Philosophe, militante sociale et mystique religieuse française de renom, Simone Weil est reconnue pour ses solides engagements sociaux et son analyse approfondie des divers attributs de la civilisation moderne. En d'autres termes, Simone Weil était une personnalité intellectuelle incroyable et exceptionnelle identifiée pour son intelligence, son empathie pour la classe ouvrière et sa forte croyance religieuse en Christ, malgré le fait qu'elle était juive. Bien que né et élevé dans une famille bourgeoise aisée et éduqué de façon classique, Weil a sympathisé avec la détresse des pauvres dès son plus jeune âge. Simone de Beauvoir, camarade de classe de Weil et éminente écrivaine féministe, dans son livre ‘Memoirs of a Dutiful Daughter’ vantait l'intelligence de Weil et sa générosité. Surnommée l'une des penseuses les plus originales de son époque, Simone a écrit une multitude de poèmes et de journaux au cours de sa vie, bien que la plupart de ses œuvres aient été publiées à titre posthume. Ses œuvres ont fusionné l'ironie avec un style de prose très intellectuel et déprimé la théologie. Intellectuellement précoce, elle était rebelle dans l'âme et a choisi de rester vierge tout au long de sa vie. Découvrez plus sur sa vie, son enfance et sa chronologie dans la biographie ci-dessous.

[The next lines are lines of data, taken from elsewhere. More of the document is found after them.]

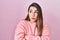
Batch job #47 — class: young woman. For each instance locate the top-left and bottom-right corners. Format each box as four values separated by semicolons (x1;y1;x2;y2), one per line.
14;3;50;40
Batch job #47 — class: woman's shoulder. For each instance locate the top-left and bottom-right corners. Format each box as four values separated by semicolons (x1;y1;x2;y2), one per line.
43;24;48;29
18;19;28;24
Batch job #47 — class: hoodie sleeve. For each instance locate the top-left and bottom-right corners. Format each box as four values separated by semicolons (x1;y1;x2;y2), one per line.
14;21;49;40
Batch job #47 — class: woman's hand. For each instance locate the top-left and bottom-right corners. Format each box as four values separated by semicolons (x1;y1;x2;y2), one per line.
25;34;40;40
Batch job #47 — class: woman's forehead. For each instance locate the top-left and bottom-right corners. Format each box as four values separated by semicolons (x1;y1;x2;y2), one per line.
30;6;37;11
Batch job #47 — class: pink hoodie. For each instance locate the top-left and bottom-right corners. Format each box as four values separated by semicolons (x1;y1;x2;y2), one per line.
14;20;50;40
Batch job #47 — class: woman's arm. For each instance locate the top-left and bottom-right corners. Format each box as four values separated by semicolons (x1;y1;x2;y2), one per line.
14;21;25;40
41;25;50;40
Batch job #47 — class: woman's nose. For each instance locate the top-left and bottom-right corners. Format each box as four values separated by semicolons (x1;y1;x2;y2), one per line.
33;13;35;17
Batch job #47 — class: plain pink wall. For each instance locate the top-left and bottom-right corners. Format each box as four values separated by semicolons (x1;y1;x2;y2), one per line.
0;0;60;40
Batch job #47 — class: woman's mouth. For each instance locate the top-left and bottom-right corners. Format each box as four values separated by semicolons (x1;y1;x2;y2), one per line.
32;18;35;20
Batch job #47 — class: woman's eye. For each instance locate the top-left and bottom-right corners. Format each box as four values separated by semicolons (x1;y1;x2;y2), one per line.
29;10;32;13
34;11;38;13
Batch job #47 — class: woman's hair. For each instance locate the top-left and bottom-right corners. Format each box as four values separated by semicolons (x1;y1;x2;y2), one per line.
25;2;43;36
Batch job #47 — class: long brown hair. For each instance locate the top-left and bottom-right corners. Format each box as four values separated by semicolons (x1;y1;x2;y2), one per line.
25;2;43;36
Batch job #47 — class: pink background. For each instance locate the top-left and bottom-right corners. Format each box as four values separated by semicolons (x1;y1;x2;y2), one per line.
0;0;60;40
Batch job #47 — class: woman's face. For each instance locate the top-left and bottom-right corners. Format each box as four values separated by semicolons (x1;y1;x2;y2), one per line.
28;6;38;22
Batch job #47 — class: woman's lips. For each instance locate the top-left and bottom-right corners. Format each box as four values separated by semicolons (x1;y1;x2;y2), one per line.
32;18;35;19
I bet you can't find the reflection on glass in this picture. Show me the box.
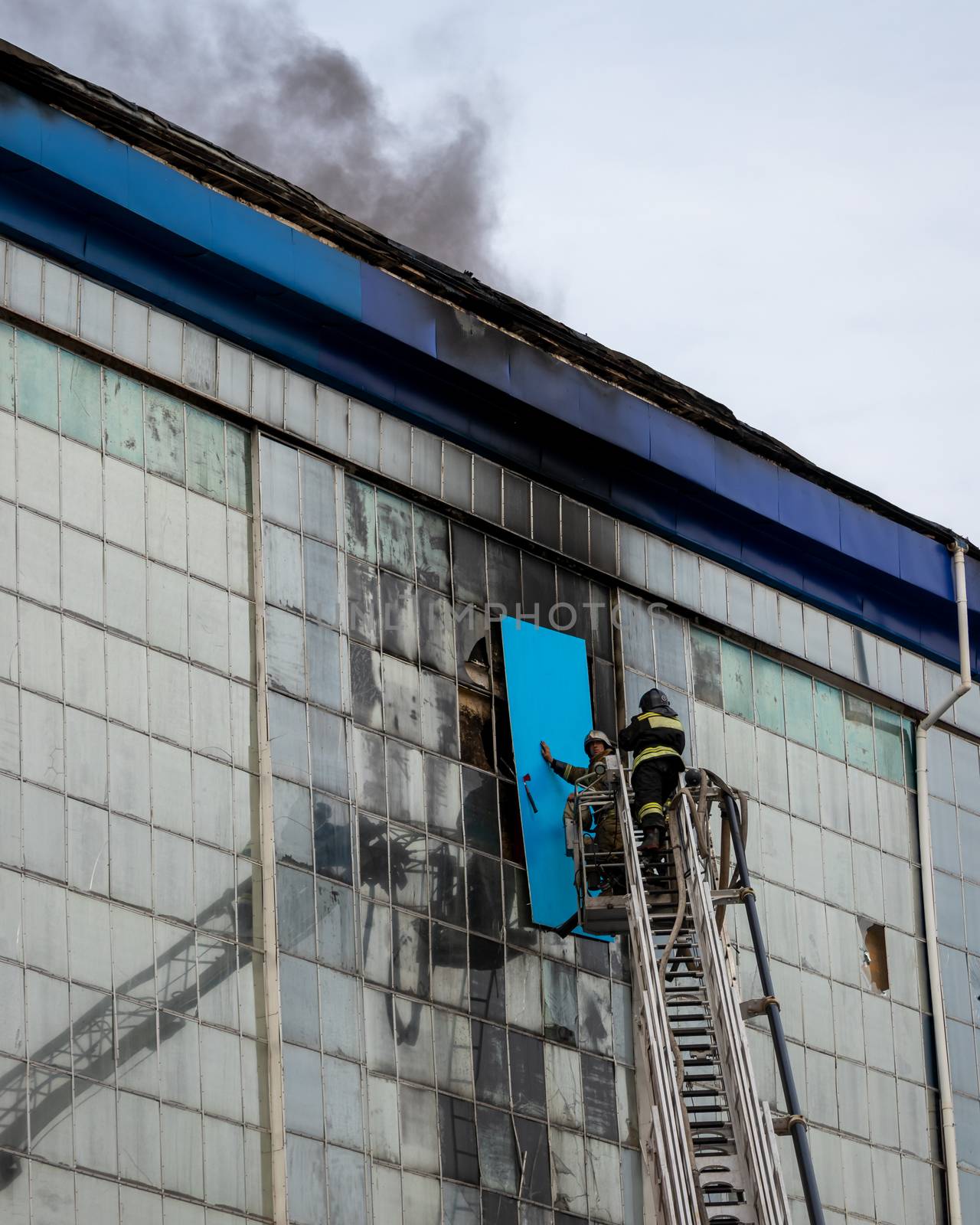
[721,639,753,723]
[439,1093,480,1185]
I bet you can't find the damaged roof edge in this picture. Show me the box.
[0,39,980,557]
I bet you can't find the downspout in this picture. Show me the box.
[915,541,972,1225]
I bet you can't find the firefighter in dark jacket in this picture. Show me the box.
[619,688,686,851]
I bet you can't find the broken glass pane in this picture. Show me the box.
[433,923,469,1008]
[425,753,463,841]
[381,570,419,660]
[392,910,431,998]
[414,506,449,596]
[299,452,337,544]
[721,639,753,723]
[582,1055,619,1142]
[345,476,377,562]
[377,488,415,578]
[467,851,504,939]
[349,642,384,730]
[439,1093,480,1181]
[429,838,467,927]
[782,668,816,749]
[418,586,456,676]
[476,1106,521,1194]
[384,740,425,827]
[816,681,844,761]
[473,1021,511,1106]
[314,792,353,884]
[459,684,494,770]
[752,655,786,737]
[388,825,429,910]
[508,1029,545,1119]
[463,767,500,855]
[381,655,421,743]
[469,936,506,1021]
[358,812,390,902]
[347,557,380,647]
[543,958,578,1044]
[433,1008,473,1098]
[394,996,435,1086]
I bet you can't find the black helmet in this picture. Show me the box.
[639,688,678,719]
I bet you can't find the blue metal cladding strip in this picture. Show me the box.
[0,90,361,318]
[501,616,605,939]
[0,89,980,665]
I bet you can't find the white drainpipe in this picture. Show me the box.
[915,541,972,1225]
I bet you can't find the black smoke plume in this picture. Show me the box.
[0,0,500,280]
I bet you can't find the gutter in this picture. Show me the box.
[915,541,972,1225]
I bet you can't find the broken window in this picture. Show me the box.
[859,919,888,991]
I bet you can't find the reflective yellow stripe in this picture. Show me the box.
[639,712,684,731]
[633,745,681,769]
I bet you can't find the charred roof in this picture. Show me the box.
[0,41,980,556]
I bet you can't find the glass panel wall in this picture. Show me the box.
[621,607,940,1223]
[261,439,641,1225]
[0,328,271,1225]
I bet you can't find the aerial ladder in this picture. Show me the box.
[566,757,823,1225]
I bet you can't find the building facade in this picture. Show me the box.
[0,47,980,1225]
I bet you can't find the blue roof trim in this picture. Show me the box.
[0,87,980,681]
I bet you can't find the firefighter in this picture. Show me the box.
[541,727,622,867]
[541,727,612,782]
[619,688,686,854]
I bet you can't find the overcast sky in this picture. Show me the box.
[8,0,980,541]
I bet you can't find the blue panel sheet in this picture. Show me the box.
[501,616,607,936]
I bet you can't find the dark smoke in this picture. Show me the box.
[0,0,500,280]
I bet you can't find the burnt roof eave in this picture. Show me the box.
[0,39,980,557]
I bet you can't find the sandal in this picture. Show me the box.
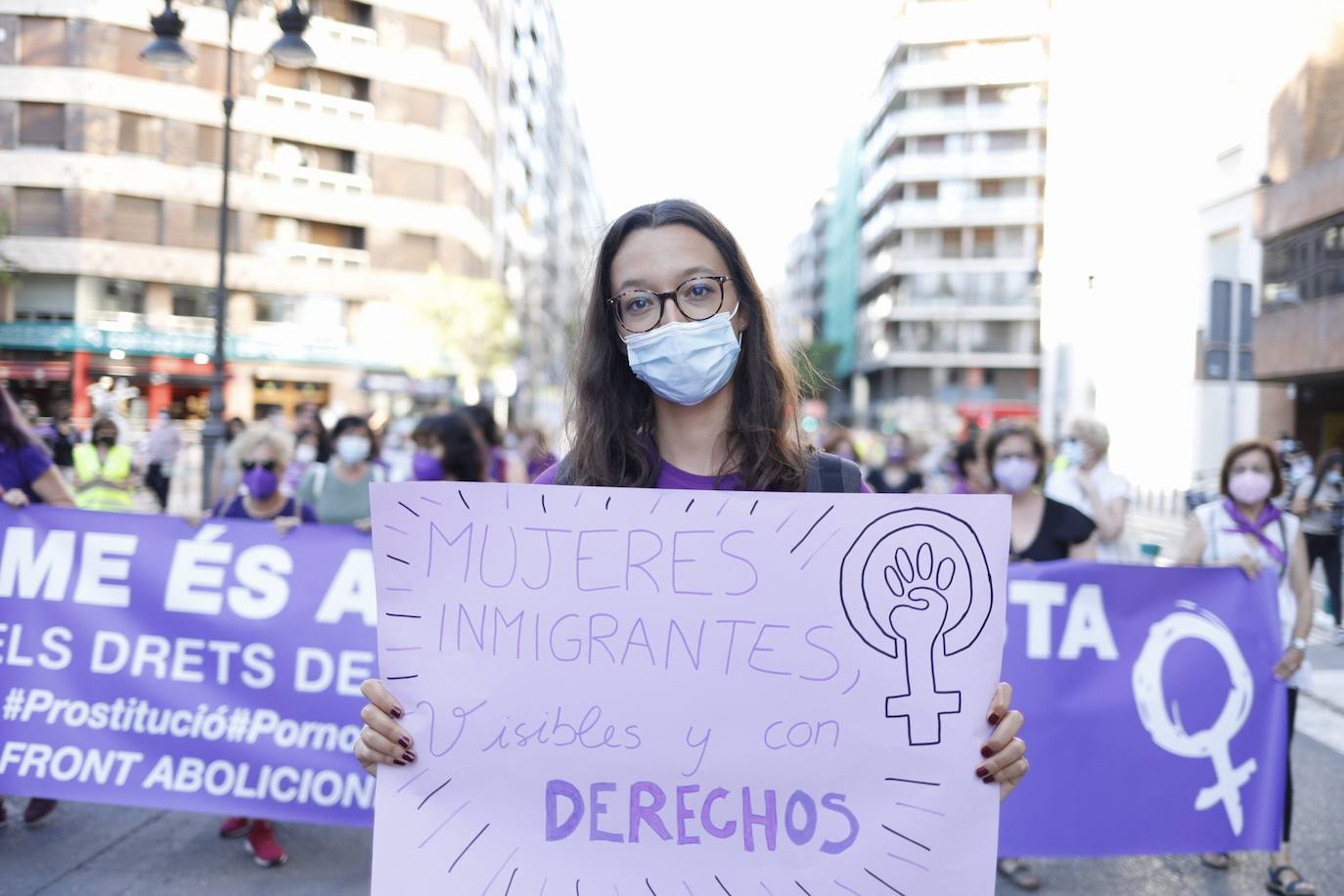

Enfance et petite enfance de Simone Weil

Née le 3 février 1909 à Paris de parents juifs agnostiques alsaciens aisés, Simone Weil se vantait d'une lignée dont le trait marquant était sa précocité intellectuelle. Son père, Bernard Weil était un médecin alsacien et sa mère, Selma Weil (née Salomea Reinherz), était une austro-galicienne issue d'une riche famille d'affaires juive. Enfant, Selma voulait devenir médecin, mais son père n'a pas soutenu sa décision. Par conséquent, en tant que mère, elle voulait la meilleure éducation pour ses enfants. Le frère aîné de Simone, Andre Weil était un génie des mathématiques, qui pouvait facilement résoudre des problèmes numériques de niveau doctoral, même quand il avait douze ans. Comme le destin l'aurait voulu, Andre Weil est devenu l'un des plus grands mathématiciens du XXe siècle. Selma Weil avait une phobie des microbes et a transmis ses habitudes excessives à ses enfants. Par conséquent, Simone a été élevée pour éviter toutes les formes de contact physique dans sa vie. Elle était également très attachée à la nourriture et a abandonné le sucre à un âge précoce de six ans, car il n'était pas rationné aux soldats français pendant la guerre. Toute sa vie, elle a souffert de sinusite, de maux de tête sévères et d'une mauvaise santé physique, et en raison de la malnutrition, elle a souffert d'expériences mystiques.

Éducation

Une jeune fille avec une brillance intellectuelle surpassant, Simone parlait couramment le grec ancien, le sanscrit et de nombreuses autres langues modernes. Enfant, elle a fréquenté le Lycée Fénelon et sous la tutelle du célèbre philosophe français anticonformiste Alain (Emile Auguste Chartier), elle a obtenu son baccalauréat en philosophie à un âge de 15 ans. Dotée d'un brio exceptionnel, Simone a réussi l'examen d'entrée à se qualifier pour poursuivre des études à l'école la plus chic de France, l'École Normale, réputée pour son intellectualisme élevé et sa rigueur académique. Elle a obtenu le meilleur score à un examen d'entrée à l'échelle nationale et, en 1931, a obtenu le diplôme le plus élevé. Pendant ce temps, elle a attiré l'attention à cause de son attitude inflexible et inflexible. Elle a été surnommée «Vierge rouge» pour être têtue et myope. En 1931, elle a reçu une agrégation en philosophie, qui est similaire au doctorat de l'École Normale Supérieure. Là, elle a terminé une dissertation sur le sujet «Science & Perception in Descartes». Elle a surpris les Pères de la ville en coordonnant et en traitant avec les travailleurs non salariés de la ville.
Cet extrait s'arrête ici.